Nous partons
pour nous éloigner du lieu qui nous a vu naître et voir l’autre versant du
matin.
Nous partons à la recherche de nos naissances improbables. Pour
compléter nos alphabets.
Pour charger l’adieu de promesses. Pour aller aussi
loin que l’horizon, déchirant nos destins, éparpillant leurs pages avant de
tomber, quelquefois, sur notre propre histoire dans d’autres livres.
Nous partons
vers des destinées inconnues. Pour dire à ceux que nous avons croisés que nous
reviendrons et que nous referons connaissance. Nous partons pour apprendre la
langue des arbres qui, eux, ne partent guère. Pour lustrer le tintement des
cloches dans les vallées saintes. A la recherche de dieux plus miséricordieux. Pour
retirer aux étrangers le masque de l’exil. Pour confier aux passants que nous
sommes, nous aussi, des passants et que notre séjour est éphémère dans la
mémoire et dans l’oubli.
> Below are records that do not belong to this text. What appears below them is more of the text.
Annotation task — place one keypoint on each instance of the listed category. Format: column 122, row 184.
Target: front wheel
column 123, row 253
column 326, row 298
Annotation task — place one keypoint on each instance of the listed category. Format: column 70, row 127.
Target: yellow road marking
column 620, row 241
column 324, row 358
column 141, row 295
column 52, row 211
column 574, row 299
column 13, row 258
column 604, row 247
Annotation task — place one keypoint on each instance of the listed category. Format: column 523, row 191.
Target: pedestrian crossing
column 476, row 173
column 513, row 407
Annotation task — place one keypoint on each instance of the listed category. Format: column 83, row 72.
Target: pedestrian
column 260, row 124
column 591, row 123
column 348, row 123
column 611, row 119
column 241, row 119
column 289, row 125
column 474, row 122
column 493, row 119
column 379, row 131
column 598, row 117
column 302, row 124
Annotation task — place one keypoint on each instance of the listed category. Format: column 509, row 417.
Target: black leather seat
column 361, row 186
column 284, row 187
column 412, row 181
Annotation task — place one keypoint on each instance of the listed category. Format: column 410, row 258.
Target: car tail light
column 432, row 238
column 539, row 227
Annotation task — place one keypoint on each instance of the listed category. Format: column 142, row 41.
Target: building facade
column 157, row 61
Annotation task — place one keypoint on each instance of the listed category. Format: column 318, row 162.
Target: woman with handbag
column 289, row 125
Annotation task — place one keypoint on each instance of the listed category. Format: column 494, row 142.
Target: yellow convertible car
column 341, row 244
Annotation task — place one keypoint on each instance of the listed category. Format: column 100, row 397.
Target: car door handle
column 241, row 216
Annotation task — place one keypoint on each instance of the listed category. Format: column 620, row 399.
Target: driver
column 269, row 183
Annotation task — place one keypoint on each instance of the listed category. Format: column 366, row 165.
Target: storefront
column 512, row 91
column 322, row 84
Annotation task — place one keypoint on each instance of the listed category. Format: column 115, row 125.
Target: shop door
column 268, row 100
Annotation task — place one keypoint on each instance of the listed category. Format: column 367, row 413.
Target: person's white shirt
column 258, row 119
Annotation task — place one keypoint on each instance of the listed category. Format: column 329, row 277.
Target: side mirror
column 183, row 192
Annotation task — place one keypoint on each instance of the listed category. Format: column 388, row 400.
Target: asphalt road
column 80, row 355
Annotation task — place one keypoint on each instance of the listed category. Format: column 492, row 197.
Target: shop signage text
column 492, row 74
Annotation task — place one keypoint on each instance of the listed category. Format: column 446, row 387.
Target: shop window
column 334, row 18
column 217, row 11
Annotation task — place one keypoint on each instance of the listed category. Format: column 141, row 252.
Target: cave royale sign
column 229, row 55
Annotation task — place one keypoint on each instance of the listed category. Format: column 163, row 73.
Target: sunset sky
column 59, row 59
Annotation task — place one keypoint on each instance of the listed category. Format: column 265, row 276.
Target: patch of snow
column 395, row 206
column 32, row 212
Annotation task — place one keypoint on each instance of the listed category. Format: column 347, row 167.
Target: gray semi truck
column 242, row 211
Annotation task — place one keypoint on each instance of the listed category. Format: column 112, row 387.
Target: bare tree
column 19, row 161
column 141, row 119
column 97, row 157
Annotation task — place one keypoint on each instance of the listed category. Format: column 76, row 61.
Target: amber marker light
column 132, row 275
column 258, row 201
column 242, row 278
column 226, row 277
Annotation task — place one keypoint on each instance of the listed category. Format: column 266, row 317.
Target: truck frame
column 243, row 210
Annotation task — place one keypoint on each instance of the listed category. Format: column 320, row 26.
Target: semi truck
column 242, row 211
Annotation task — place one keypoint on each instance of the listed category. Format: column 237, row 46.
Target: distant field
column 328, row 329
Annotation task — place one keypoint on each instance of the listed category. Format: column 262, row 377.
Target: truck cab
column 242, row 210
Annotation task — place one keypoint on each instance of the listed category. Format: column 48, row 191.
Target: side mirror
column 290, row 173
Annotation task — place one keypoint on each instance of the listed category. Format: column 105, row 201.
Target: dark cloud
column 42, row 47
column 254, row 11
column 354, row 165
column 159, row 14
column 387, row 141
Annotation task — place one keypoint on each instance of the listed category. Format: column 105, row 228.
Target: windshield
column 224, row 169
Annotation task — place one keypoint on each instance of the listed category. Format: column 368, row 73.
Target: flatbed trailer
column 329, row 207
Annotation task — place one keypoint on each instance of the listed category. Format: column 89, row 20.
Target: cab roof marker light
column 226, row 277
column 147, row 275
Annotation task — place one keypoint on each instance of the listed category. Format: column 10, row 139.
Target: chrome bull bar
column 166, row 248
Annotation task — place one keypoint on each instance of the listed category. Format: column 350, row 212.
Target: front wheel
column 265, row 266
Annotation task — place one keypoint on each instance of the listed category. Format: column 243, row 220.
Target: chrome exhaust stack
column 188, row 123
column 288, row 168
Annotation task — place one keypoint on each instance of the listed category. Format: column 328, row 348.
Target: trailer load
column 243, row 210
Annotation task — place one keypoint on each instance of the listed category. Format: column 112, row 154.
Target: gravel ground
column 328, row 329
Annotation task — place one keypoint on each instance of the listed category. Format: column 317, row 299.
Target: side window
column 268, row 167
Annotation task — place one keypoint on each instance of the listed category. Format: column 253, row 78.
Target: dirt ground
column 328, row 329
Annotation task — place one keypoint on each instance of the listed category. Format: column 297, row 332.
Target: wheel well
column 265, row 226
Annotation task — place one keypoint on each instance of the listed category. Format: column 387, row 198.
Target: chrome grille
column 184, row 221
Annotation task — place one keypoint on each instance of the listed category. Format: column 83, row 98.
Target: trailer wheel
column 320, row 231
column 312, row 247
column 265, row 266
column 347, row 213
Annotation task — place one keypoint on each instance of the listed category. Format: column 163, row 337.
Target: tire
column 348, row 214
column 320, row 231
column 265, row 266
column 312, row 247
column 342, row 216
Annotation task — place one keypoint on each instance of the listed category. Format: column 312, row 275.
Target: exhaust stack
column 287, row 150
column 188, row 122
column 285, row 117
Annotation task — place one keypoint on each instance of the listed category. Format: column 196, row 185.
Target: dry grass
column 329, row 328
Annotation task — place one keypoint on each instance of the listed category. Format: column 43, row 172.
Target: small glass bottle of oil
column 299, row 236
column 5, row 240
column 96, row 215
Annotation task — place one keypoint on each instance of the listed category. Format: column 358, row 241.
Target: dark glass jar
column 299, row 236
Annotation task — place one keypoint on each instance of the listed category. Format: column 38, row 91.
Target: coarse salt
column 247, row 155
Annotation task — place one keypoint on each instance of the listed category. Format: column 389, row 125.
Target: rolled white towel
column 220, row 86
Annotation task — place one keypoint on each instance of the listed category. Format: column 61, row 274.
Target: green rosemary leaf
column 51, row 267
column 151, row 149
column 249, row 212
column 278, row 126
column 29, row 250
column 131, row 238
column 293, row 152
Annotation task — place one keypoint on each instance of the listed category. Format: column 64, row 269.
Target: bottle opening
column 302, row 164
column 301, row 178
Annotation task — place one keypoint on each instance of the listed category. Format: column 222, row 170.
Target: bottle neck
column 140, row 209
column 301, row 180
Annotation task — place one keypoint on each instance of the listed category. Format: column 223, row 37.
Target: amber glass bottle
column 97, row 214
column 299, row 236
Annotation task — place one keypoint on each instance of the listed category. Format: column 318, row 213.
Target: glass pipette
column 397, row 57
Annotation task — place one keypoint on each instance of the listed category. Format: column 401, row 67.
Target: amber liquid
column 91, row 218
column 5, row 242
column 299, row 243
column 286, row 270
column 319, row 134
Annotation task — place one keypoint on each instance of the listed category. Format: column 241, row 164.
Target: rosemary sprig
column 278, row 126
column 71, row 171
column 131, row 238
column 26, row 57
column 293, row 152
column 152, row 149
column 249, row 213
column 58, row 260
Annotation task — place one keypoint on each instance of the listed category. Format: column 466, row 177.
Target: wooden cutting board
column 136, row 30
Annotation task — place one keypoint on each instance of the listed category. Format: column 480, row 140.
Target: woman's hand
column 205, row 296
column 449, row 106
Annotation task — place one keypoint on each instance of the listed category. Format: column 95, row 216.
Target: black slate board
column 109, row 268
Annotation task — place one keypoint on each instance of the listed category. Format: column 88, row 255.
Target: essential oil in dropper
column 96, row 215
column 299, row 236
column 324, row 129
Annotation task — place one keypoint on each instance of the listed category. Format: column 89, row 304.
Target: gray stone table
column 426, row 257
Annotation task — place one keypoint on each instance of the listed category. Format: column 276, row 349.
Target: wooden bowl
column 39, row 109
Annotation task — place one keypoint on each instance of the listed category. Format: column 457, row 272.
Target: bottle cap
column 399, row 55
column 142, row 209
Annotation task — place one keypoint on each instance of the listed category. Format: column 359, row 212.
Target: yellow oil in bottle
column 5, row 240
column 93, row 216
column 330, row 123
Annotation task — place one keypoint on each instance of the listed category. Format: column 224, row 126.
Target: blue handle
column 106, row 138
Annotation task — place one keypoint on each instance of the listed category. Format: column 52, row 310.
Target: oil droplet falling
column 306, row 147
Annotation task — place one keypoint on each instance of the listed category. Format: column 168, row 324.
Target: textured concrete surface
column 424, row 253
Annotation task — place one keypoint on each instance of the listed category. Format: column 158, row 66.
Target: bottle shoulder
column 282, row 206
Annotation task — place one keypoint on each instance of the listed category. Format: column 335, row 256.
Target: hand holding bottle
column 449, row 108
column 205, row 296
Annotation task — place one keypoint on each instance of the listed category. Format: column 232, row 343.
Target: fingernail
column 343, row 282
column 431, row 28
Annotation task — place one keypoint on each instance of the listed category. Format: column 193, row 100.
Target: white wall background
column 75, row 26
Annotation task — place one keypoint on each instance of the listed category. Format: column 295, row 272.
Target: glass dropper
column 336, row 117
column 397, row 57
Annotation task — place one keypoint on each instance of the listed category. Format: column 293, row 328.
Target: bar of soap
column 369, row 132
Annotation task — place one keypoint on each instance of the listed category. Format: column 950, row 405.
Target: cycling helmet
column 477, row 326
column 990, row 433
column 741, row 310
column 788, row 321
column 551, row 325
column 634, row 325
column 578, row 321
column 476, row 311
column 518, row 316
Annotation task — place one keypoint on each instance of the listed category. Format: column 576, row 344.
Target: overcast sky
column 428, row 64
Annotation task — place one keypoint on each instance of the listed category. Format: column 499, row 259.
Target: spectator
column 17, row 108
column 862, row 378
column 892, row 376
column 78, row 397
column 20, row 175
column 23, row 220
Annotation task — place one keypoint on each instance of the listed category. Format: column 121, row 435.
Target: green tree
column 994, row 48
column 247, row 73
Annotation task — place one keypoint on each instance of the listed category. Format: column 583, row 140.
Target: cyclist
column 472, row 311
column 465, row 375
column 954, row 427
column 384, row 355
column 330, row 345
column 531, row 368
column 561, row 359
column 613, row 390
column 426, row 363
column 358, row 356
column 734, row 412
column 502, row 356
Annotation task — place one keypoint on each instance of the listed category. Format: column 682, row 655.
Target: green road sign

Loin des mères qui allument les cierges et réduisent
la couche du temps à chaque fois qu’elles lèvent les mains vers le ciel.
Nous partons
pour ne pas voir vieillir nos parents et ne pas lire leurs jours sur leur
visage.
Nous partons dans la distraction de vies gaspillées d’avance. Nous
partons pour annoncer à ceux que nous aimons que nous aimons toujours, que
notre émerveillement est plus fort que la distance et que les exils sont aussi
doux et frais que les patries. Nous partons pour que, de retour chez nous un
jour, nous nous rendions compte que nous sommes des exilés de nature, partout
où nous sommes.
Nous partons
pour abolir la nuance entre air et air, eau et eau, ciel et enfer. Riant du
temps, nous contemplons désormais l’immensité. Devant nous, comme des enfants
dissipés, les vagues sautillent pendant que la mer file entre deux bateaux. L’un
en partance, l’autre en papier dans la main d’un petit.
Nous partons
comme les clowns qui s’en vont de village en village, emmenant les animaux qui
donnent aux enfants leur première leçon d’ennui. Nous partons pour tromper la
mort, la laissant nous poursuivre de lieu en lieu. Et nous continuerons ainsi
jusqu’à nous perdre, jusqu’à ne plus nous retrouver nous-mêmes là où nous
allons, afin que jamais personne ne nous retrouve.